The mechanistic regulation of E2 activity in the context of the virus life cycle is not understood. However, characterization of the interaction with L1 and other viral proteins demonstrates the ability of the virus to self-regulate E2 activity in differentiating epithelium (Fig. 8). Association of E2 with E1 in the basal cells is important for viral genome replication (Sanders & Stenlund, 2001), while association with the E6 and E7 proteins appears to regulate oncoprotein activity (Gammoh et al., 2006; Grm et al., 2005). In addition, E6 appears to inhibit E2-dependent virus replication (Grm et al., 2005). Differentiation-induced expression of E1^E4 in the mid-layers of the epithelium results in a stabilization of E2 (Davy et al., 2009), which is consistent with the observed increased expression of E2 in the mid- and upper layers of cervical epithelia (Xue et al., 2010) and organotypic raft cultures of HPV16-positive primary HFKs (Fig. 7). Whether E2 is able to simultaneously interact with E1^E4 and L1 in differentiated cells remains to be determined.
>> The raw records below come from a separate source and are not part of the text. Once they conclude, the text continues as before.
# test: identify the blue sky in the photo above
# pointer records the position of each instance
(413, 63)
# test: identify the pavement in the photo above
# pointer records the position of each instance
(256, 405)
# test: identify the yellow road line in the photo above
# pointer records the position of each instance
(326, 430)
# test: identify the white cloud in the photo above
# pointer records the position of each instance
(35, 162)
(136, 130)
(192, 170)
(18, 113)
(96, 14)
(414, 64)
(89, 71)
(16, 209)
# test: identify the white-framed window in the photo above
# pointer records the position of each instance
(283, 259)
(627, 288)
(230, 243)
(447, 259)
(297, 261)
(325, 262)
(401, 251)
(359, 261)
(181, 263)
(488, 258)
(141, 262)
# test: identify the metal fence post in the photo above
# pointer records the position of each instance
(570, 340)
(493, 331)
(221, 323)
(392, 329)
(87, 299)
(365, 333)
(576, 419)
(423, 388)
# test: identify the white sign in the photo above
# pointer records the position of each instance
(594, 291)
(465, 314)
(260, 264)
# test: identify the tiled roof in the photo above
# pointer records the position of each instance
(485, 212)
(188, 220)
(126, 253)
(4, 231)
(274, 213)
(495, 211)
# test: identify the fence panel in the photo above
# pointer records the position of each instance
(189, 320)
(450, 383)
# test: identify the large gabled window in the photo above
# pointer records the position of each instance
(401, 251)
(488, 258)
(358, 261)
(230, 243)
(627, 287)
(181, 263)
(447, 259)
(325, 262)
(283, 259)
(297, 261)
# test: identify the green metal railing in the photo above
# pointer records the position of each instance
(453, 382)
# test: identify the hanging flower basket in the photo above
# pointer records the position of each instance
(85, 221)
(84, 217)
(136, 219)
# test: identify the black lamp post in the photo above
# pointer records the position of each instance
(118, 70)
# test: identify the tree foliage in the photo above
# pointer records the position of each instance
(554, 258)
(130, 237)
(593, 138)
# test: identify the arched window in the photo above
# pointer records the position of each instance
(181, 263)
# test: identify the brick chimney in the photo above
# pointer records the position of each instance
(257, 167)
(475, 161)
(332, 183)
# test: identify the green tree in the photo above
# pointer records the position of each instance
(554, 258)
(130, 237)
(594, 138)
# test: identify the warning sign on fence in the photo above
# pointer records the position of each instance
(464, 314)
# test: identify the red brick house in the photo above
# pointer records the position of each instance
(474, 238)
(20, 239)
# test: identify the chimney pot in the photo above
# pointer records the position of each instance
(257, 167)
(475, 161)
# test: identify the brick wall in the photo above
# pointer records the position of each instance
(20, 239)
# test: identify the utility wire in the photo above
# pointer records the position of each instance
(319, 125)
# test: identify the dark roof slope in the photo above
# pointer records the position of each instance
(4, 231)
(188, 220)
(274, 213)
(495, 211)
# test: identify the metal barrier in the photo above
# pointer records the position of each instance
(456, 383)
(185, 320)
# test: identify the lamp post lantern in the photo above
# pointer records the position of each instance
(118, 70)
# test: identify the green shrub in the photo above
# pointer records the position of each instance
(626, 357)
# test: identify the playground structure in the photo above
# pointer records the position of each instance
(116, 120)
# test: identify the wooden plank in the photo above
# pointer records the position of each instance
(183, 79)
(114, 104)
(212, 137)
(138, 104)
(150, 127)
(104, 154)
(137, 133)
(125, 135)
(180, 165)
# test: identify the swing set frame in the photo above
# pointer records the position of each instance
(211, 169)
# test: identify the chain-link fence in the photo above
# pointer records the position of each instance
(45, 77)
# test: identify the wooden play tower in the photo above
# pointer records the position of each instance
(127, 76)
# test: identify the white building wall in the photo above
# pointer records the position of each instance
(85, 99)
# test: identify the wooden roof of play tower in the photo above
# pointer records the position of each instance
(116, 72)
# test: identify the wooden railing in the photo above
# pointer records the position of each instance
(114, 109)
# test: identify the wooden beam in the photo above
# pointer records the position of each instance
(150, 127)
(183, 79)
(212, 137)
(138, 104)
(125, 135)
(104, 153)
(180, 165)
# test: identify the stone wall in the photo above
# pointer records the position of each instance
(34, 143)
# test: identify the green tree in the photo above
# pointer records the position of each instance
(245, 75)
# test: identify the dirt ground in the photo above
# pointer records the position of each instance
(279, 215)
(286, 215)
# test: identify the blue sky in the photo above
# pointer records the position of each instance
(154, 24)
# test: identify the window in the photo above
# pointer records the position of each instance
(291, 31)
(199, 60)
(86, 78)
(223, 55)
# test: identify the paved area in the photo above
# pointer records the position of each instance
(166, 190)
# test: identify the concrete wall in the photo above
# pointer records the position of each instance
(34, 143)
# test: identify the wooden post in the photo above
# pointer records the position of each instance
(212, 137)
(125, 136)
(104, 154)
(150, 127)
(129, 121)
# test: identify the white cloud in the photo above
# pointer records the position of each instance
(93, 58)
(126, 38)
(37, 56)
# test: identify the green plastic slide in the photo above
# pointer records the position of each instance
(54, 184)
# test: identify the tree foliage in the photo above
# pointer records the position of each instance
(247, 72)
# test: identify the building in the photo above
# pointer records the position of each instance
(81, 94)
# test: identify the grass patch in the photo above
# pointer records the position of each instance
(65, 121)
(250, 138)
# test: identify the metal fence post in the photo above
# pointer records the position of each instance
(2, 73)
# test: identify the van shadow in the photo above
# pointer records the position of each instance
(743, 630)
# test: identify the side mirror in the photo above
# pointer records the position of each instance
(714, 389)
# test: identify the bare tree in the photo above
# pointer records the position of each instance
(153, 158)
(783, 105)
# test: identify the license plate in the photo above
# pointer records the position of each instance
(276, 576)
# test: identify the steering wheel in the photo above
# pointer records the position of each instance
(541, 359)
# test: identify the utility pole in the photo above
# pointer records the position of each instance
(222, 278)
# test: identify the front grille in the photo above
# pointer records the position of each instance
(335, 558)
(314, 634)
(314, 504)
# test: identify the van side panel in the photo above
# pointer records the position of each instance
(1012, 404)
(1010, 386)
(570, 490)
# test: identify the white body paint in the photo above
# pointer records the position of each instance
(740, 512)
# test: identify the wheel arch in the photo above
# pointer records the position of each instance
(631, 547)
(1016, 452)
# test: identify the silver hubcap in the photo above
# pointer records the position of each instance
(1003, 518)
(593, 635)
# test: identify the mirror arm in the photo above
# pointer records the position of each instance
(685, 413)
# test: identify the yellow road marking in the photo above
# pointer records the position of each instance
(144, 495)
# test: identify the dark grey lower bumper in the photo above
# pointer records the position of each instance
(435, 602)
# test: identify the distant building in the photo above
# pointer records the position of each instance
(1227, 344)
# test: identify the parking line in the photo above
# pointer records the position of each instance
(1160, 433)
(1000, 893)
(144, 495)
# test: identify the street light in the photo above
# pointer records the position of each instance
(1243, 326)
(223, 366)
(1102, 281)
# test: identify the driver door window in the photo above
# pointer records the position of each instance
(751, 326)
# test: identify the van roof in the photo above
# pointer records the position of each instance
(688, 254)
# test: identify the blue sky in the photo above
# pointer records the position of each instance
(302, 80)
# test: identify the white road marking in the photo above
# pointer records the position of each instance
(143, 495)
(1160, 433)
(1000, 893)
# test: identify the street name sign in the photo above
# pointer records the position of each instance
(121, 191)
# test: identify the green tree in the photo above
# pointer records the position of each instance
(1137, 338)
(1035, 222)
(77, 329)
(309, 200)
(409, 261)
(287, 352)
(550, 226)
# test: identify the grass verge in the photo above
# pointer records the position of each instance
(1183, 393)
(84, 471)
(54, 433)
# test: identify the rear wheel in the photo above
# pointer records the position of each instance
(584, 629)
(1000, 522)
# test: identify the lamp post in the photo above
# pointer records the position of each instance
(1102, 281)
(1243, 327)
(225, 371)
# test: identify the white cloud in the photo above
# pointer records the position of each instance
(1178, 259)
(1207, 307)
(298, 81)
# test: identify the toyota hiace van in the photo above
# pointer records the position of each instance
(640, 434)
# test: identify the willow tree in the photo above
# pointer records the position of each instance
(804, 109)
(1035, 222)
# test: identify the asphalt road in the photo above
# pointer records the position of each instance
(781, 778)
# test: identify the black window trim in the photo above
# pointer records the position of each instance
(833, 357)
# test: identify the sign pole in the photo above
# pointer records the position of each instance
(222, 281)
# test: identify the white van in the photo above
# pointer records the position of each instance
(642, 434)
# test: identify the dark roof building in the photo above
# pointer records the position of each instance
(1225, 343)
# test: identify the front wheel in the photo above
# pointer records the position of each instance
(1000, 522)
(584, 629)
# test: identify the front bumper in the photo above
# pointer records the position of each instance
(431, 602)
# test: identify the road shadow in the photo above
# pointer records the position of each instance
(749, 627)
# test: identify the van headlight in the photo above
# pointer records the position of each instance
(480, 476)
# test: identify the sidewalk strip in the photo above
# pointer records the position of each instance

Fig. 8. Model of differentiation-dependent E2 regulation via interaction with early and late HPV proteins. E2 protein associates with E1, E7, E1^E4 (E4), L1 and L2, the details of which are described in the text. As cells differentiate, E2 protein expression is increased. The functional consequence of interaction of E2 with other viral proteins is indicated.

Fig. 8.

Our data show that L1 enhances E2-dependent virus replication and, following salt extraction of cells, we observed that L1 protein co-localizes with E1/E2 replication foci in the presence of viral origin of replication. Put together with the observation that E2 and L1 proteins are co-expressed in HPV16-genome-containing differentiating epithelium, it is possible that L1 contributes to E2-dependent viral genome amplification in the late stages of the virus life cycle. We also demonstrate that L1 co-expression increases transcription from an E2-responsive reporter. This is somewhat surprising since E2 is thought to switch from a transcriptional activator to a repressor as E2 levels rise in differentiating epithelium, resulting in repression of the E6 and E7 oncoproteins and subsequent cell cycle exit (Thierry, 2009). However, our experiments were performed using a synthetic E2-responsive promoter, which is a useful assay in the measurement of E2 activity in transfected cell systems such as that used in this study, but does not truly reflect the function of E2 as a transcriptional regulator at the viral long control region in differentiating epithelium. It is also conceivable that E2 and L1 do not act synergistically on the synthetic promoter and that the enhancement of transcription observed is not a direct result of the E2–L1 protein–protein interaction but an additive effect of independent promoter stimulation by E2 and L1. Nonetheless, the enhancement of E2 activity by L1 is intriguing and is likely to contribute to the self-regulation of E2 throughout the virus life cycle. It is also possible that the interaction between L1 and E2 does not regulate E2 activity in the context of the HPV life cycle, but plays a role in an as yet understudied step in the life cycle, such as the formation of virus particles. Finally, in the upper layers of the epithelium, L2 expression is initiated, which inhibits E2-dependent replication and facilitates virus genome packaging (Day et al., 1998).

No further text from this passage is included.